Cobalt oxide (CoO) films are grown epitaxially on Si(001) by atomic layer deposition (ALD) using a thin (1.6 nm) buffer layer of strontium titanate (STO) grown by molecular beam epitaxy. The ALD growth of CoO films is done at low temperature (170–180  °C), using cobalt bis(diisopropylacetamidinate) and water as co-reactants. Reflection high-energy electron diffraction, X-ray diffraction, and cross-sectional scanning transmission electron microscopy are performed to characterize the crystalline structure of the films. The CoO films are found to be crystalline as-deposited even at the low growth temperature with no evidence of Co diffusion into Si. The STO-buffered Si (001) is used as a template for ALD growth of relatively thicker epitaxial STO and TiO2 films. Epitaxial and polycrystalline CoO films are then grown by ALD on the STO and TiO2 layers, respectively, creating thin-film heterostructures for photoelectrochemical testing. Both types of heterostructures, CoO/STO/Si and CoO/TiO2/STO/Si, demonstrate water photooxidation activity under visible light illumination. In-situ X-ray photoelectron spectroscopy is used to measure the band alignment of the two heterojunctions, CoO/STO and CoO/TiO2. The experimental band alignment is compared to electronic structure calculations using density functional theory.

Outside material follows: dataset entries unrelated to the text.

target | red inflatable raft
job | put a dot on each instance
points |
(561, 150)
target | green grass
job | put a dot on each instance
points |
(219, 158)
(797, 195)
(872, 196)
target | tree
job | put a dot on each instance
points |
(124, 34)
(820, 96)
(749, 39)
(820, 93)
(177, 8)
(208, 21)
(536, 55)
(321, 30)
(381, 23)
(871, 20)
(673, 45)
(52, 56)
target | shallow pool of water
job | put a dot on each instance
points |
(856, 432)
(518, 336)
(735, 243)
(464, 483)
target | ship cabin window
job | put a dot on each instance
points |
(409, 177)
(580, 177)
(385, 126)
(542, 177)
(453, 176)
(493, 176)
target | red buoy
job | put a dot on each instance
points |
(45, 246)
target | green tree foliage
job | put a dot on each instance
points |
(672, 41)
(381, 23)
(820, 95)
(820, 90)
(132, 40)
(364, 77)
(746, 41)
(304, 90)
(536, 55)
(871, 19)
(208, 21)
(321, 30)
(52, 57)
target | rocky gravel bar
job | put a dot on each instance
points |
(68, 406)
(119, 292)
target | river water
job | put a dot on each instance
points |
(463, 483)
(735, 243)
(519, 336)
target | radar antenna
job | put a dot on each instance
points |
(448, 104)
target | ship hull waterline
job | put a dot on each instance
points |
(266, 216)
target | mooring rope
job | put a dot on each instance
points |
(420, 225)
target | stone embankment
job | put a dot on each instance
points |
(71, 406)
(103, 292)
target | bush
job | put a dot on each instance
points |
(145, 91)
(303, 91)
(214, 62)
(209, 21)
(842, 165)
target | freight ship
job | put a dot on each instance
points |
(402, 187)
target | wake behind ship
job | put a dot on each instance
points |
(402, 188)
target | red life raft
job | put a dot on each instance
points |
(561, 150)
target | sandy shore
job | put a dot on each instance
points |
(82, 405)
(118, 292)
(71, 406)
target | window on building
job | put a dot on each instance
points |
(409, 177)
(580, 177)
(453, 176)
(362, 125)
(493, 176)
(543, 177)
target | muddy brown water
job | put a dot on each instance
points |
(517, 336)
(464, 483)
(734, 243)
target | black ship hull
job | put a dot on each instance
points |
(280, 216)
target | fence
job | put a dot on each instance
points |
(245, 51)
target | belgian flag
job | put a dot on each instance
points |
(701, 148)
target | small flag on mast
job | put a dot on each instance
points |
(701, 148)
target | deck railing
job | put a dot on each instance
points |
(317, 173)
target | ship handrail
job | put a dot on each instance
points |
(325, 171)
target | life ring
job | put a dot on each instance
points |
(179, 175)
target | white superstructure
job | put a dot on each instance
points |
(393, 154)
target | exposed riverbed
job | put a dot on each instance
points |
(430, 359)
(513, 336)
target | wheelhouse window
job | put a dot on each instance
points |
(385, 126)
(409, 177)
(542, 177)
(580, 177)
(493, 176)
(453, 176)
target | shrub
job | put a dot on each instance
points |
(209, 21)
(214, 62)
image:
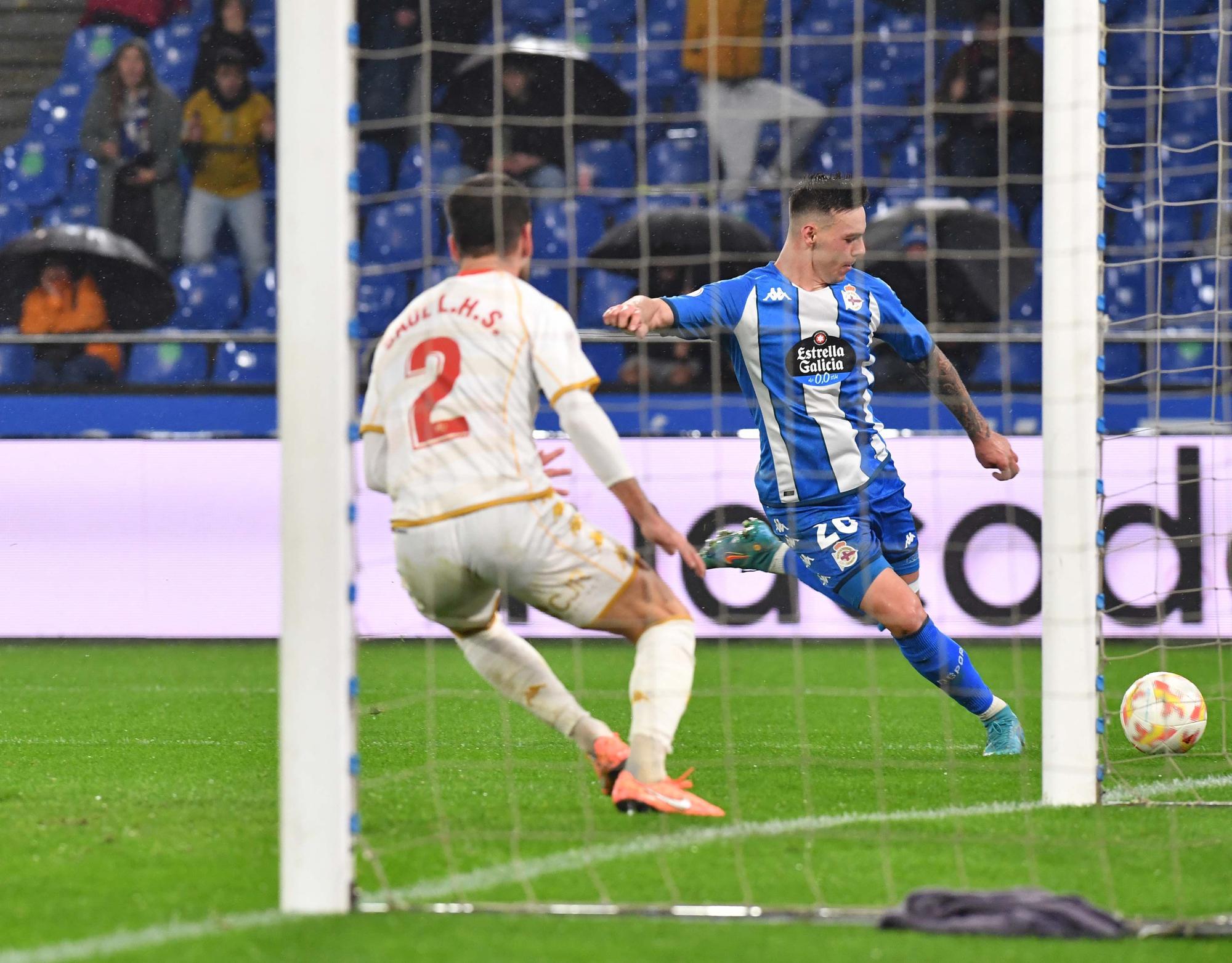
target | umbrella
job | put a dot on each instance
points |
(968, 243)
(136, 290)
(596, 94)
(683, 238)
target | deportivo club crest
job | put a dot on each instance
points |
(821, 360)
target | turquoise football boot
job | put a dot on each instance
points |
(1006, 737)
(753, 548)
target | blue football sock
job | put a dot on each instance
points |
(947, 665)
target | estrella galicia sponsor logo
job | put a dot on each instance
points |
(821, 360)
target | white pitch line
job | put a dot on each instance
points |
(481, 880)
(561, 863)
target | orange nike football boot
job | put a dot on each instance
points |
(609, 758)
(670, 796)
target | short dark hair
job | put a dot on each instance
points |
(826, 193)
(476, 208)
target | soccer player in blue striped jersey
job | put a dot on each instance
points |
(803, 330)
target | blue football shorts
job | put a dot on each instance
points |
(846, 543)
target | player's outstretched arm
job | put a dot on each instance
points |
(992, 450)
(599, 445)
(640, 315)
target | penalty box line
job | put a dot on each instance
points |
(95, 948)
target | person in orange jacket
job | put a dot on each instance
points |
(63, 306)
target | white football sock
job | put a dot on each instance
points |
(659, 691)
(516, 669)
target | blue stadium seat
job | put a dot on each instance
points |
(246, 365)
(395, 233)
(609, 164)
(36, 174)
(14, 222)
(82, 212)
(208, 296)
(263, 304)
(1125, 292)
(374, 168)
(168, 364)
(379, 299)
(683, 156)
(264, 76)
(56, 117)
(665, 27)
(443, 156)
(601, 290)
(17, 361)
(174, 52)
(91, 49)
(885, 116)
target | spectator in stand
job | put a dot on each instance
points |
(724, 48)
(140, 16)
(973, 83)
(61, 306)
(226, 127)
(230, 31)
(132, 128)
(533, 154)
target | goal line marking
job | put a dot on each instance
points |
(490, 877)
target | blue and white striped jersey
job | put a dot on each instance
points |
(804, 360)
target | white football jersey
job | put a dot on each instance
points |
(455, 389)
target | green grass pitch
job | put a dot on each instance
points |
(140, 789)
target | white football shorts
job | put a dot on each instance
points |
(541, 552)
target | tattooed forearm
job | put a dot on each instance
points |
(953, 393)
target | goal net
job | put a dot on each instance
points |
(848, 780)
(1165, 428)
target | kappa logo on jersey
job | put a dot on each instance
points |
(821, 359)
(845, 556)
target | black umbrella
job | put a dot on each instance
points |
(136, 290)
(969, 245)
(553, 64)
(695, 239)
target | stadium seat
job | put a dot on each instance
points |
(82, 212)
(168, 364)
(209, 297)
(395, 233)
(683, 156)
(246, 365)
(443, 158)
(609, 165)
(174, 52)
(374, 168)
(14, 222)
(91, 49)
(36, 174)
(56, 116)
(17, 361)
(265, 75)
(601, 290)
(263, 304)
(379, 299)
(666, 28)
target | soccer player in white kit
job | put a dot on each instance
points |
(448, 423)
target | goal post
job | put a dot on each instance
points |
(1070, 569)
(317, 731)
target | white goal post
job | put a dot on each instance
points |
(317, 732)
(1070, 575)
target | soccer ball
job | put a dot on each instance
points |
(1164, 712)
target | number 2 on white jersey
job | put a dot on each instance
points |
(423, 430)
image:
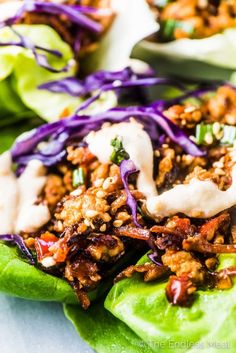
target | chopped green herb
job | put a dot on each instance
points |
(161, 3)
(209, 133)
(168, 28)
(78, 177)
(119, 153)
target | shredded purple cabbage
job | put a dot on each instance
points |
(74, 13)
(17, 240)
(154, 257)
(196, 93)
(41, 59)
(60, 133)
(128, 168)
(103, 81)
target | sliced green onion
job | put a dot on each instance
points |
(119, 153)
(229, 136)
(78, 177)
(168, 28)
(207, 134)
(161, 3)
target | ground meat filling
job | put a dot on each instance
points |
(91, 230)
(194, 19)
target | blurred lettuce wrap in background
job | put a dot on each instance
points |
(207, 52)
(208, 325)
(25, 71)
(23, 75)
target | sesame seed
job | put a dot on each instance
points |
(59, 226)
(117, 223)
(106, 217)
(208, 138)
(76, 192)
(216, 128)
(103, 228)
(107, 183)
(230, 119)
(190, 109)
(219, 171)
(98, 182)
(87, 222)
(48, 261)
(91, 213)
(193, 138)
(218, 164)
(219, 135)
(101, 194)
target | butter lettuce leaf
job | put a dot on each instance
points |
(20, 279)
(133, 22)
(25, 75)
(103, 332)
(208, 325)
(209, 58)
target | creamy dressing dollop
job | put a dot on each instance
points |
(200, 199)
(197, 199)
(136, 143)
(8, 194)
(18, 211)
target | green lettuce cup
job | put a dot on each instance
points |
(207, 326)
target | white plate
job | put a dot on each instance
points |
(36, 327)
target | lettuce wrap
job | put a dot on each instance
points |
(22, 74)
(192, 42)
(103, 332)
(207, 326)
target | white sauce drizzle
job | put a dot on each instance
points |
(136, 143)
(201, 199)
(18, 211)
(8, 195)
(197, 199)
(30, 216)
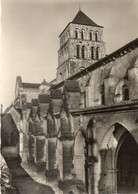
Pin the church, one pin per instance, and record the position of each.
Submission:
(80, 131)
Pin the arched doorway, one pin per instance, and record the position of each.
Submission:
(119, 161)
(127, 165)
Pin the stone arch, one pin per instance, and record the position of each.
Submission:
(93, 158)
(110, 146)
(119, 89)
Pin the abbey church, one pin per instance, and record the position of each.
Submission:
(80, 131)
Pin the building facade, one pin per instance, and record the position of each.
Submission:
(82, 132)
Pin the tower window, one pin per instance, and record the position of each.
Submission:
(91, 35)
(102, 95)
(125, 93)
(92, 52)
(96, 36)
(97, 53)
(76, 34)
(78, 51)
(83, 52)
(82, 34)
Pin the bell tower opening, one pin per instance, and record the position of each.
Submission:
(127, 166)
(76, 41)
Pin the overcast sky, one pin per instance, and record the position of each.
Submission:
(30, 30)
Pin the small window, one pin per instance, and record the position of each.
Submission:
(96, 36)
(97, 53)
(102, 95)
(83, 52)
(76, 34)
(78, 51)
(91, 35)
(125, 93)
(82, 34)
(92, 52)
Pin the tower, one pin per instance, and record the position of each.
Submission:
(81, 44)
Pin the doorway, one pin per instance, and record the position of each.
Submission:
(127, 166)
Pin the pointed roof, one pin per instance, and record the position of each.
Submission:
(83, 19)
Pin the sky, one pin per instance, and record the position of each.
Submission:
(30, 32)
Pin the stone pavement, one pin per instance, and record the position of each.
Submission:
(23, 182)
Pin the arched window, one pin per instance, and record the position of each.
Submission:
(92, 52)
(82, 34)
(78, 51)
(97, 53)
(96, 36)
(91, 35)
(76, 34)
(102, 95)
(125, 93)
(83, 52)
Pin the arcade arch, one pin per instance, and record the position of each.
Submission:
(116, 176)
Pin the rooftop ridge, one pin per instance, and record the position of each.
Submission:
(111, 57)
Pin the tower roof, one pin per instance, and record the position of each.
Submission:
(83, 19)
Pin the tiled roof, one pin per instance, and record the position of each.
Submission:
(28, 105)
(83, 19)
(55, 94)
(34, 102)
(43, 98)
(71, 86)
(31, 85)
(111, 57)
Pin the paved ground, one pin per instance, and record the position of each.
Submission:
(23, 182)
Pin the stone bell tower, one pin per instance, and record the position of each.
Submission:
(81, 44)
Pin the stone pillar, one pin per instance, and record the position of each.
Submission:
(133, 77)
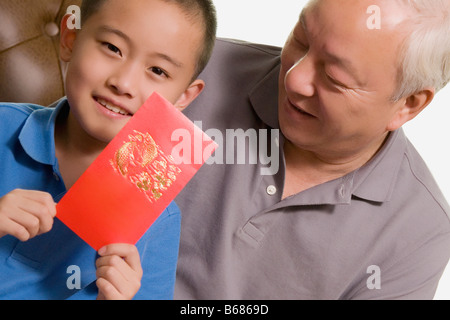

Improvement of Solar Energy Conversion with Nb‐Incorporated TiO2 Hierarchical Microspheres

Niobium-modified TiO2 hierarchical spherical micrometer-size particles, which consist of many nanowires, are synthesized by solvothermal synthesis and studied as photoelectrodes for water photo-oxidation and dye-sensitized solar cell (DSSC) applications. Incorporation of Nb leads to a rutile-to-anatase TiO2 phase transition in the TiO2 hierarchical spheres (HSs), with the anatase percentage increasing from 0% for the pristine TiO2 HSs to 47.6% for the 1.82 at.% Nb-incorporated TiO2 sample. Incorporation of Nb leads to significant improvements in water photo-oxidation with the photocurrents reaching 70.5 μA cm(-2) at 1.23 V versus the reversible hydrogen electrode, compared with 28.3 μA cm(-2) for the pristine TiO2 sample. The photoconversion efficiency of Nb:TiO2 HS-based DSSCs reaches 6.09±0.15% at 0.25 at.% Nb, significantly higher than that for the pristine TiO2 HS cells (3.99±0.02%). In addition, the incident-photon-to-current efficiency spectra for DSSCs show that employing TiO2 and Nb:TiO2 HSs provides better light harvesting, especially of long-wavelength photons, than anatase TiO2 nanoparticle-based DSSCs.